Une hausse mensuelle notable du tarif indexé
La Commission de régulation de l'énergie (CRE) a annoncé une augmentation de 5,6 % du prix de référence du gaz au 1er septembre, par rapport au mois d'août. Ce prix moyen s'établira à 172,05 euros TTC par mégawattheure. La hausse est directement répercutée sur les abonnés qui disposent d'une offre indexée : environ 6 millions de ménages, soit près de 60 % des abonnés résidentiels au gaz, verront leur facture augmenter.

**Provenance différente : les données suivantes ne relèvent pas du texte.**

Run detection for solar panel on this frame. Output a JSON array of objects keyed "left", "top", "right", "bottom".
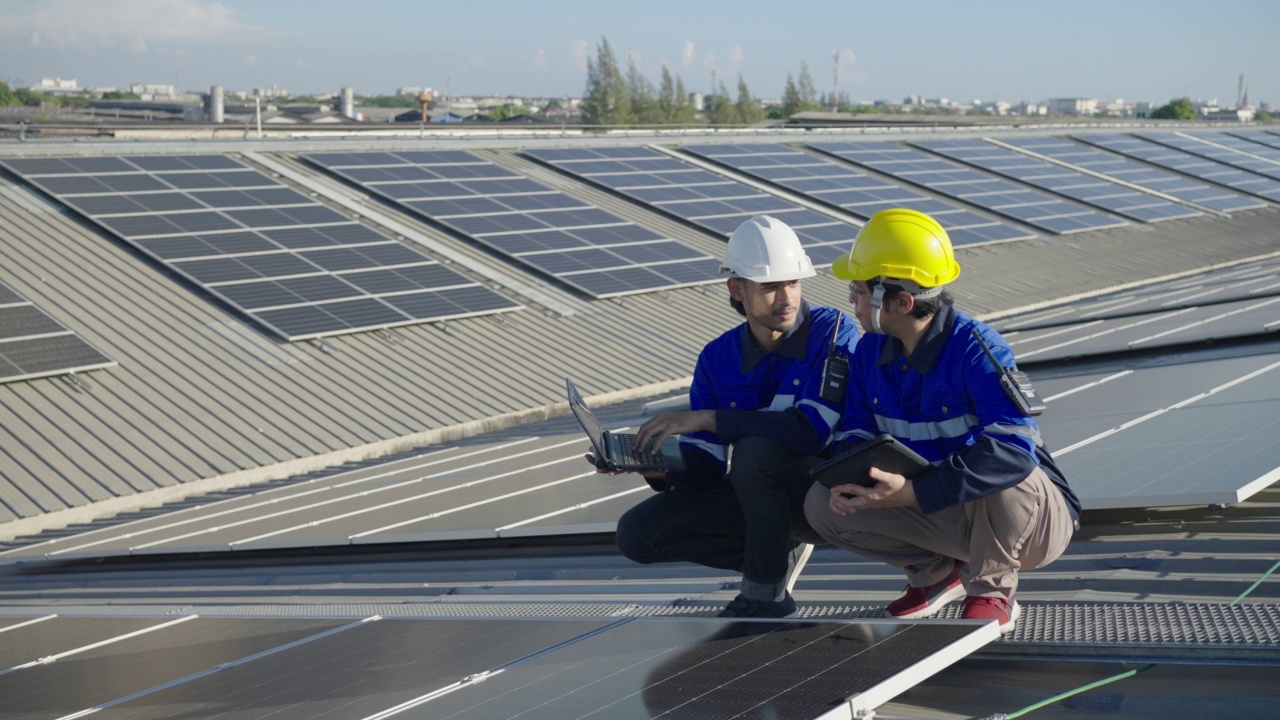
[
  {"left": 684, "top": 145, "right": 1036, "bottom": 245},
  {"left": 1137, "top": 132, "right": 1280, "bottom": 179},
  {"left": 809, "top": 141, "right": 1128, "bottom": 234},
  {"left": 1228, "top": 129, "right": 1280, "bottom": 150},
  {"left": 1073, "top": 133, "right": 1280, "bottom": 202},
  {"left": 1034, "top": 341, "right": 1280, "bottom": 510},
  {"left": 911, "top": 140, "right": 1203, "bottom": 223},
  {"left": 992, "top": 258, "right": 1280, "bottom": 332},
  {"left": 524, "top": 147, "right": 858, "bottom": 265},
  {"left": 416, "top": 619, "right": 997, "bottom": 720},
  {"left": 988, "top": 137, "right": 1266, "bottom": 213},
  {"left": 0, "top": 155, "right": 522, "bottom": 341},
  {"left": 0, "top": 275, "right": 116, "bottom": 383},
  {"left": 303, "top": 151, "right": 719, "bottom": 297},
  {"left": 1005, "top": 296, "right": 1280, "bottom": 363},
  {"left": 0, "top": 612, "right": 998, "bottom": 720}
]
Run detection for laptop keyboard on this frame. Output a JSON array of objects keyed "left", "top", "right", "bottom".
[{"left": 617, "top": 434, "right": 667, "bottom": 468}]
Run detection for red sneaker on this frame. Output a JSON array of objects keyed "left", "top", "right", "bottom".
[
  {"left": 884, "top": 560, "right": 964, "bottom": 620},
  {"left": 960, "top": 594, "right": 1023, "bottom": 633}
]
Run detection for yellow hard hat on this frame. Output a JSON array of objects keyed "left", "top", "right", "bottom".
[{"left": 831, "top": 208, "right": 960, "bottom": 288}]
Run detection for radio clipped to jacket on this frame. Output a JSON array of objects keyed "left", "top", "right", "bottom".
[
  {"left": 973, "top": 331, "right": 1047, "bottom": 418},
  {"left": 818, "top": 313, "right": 849, "bottom": 405}
]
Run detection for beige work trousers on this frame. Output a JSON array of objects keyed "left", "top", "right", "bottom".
[{"left": 805, "top": 468, "right": 1075, "bottom": 600}]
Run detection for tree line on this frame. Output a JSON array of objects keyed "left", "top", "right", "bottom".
[{"left": 581, "top": 37, "right": 826, "bottom": 126}]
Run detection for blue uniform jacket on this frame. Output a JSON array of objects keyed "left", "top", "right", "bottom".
[
  {"left": 667, "top": 302, "right": 858, "bottom": 483},
  {"left": 835, "top": 305, "right": 1080, "bottom": 519}
]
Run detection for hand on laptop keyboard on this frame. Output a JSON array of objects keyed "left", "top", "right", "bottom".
[{"left": 636, "top": 410, "right": 716, "bottom": 452}]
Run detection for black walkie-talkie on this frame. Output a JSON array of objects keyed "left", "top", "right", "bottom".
[
  {"left": 818, "top": 311, "right": 849, "bottom": 405},
  {"left": 973, "top": 331, "right": 1047, "bottom": 418}
]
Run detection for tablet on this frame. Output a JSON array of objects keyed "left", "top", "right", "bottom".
[{"left": 809, "top": 434, "right": 933, "bottom": 488}]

Pourquoi la facture grimpe
Selon la CRE, l'augmentation est « entièrement liée » à la hausse des prix sur les marchés de gros. Parmi les facteurs évoqués figurent les tensions géopolitiques au Moyen-Orient et les perturbations autour du détroit d'Ormuz, un passage maritime stratégique pour le transport d'hydrocarbures.
Des réserves européennes sous tension
Le contexte s'aggrave côté approvisionnement : les stocks de gaz en Europe sont significativement plus bas que la normale pour la saison. Les réserves sont remplies à 57 % alors qu'elles atteignent en moyenne 74 % à la même période lors d'une année classique, selon Gas Infrastructure Europe (GIE). Ce niveau historiquement bas — le plus faible depuis près de 17 ans d'après les éléments rapportés — augmente la vulnérabilité face à une demande hivernale qui monte généralement.
- Effet direct : hausse des factures pour les abonnés indexés (≈ 6 millions de ménages).
- Effet indirect : pression sur les coûts industriels et sur la compétitivité des entreprises consommant du gaz.
- Risque saisonnier : stocks insuffisants avant l'hiver, rendant les marchés sensibles à toute perturbation supplémentaire.
Des experts alarmistes sur la préparation à l'hiver
Plusieurs spécialistes estiment que la situation des stocks et les tensions géopolitiques ne laissent pas entrevoir d'amélioration rapide. Thierry Bros, professeur à Sciences Po, alerte sur la préparation insuffisante pour l'hiver :
"Nous avons besoin de stockages de gaz mieux remplis et, malheureusement, nous ne sommes pas préparés pour l’hiver qui arrive"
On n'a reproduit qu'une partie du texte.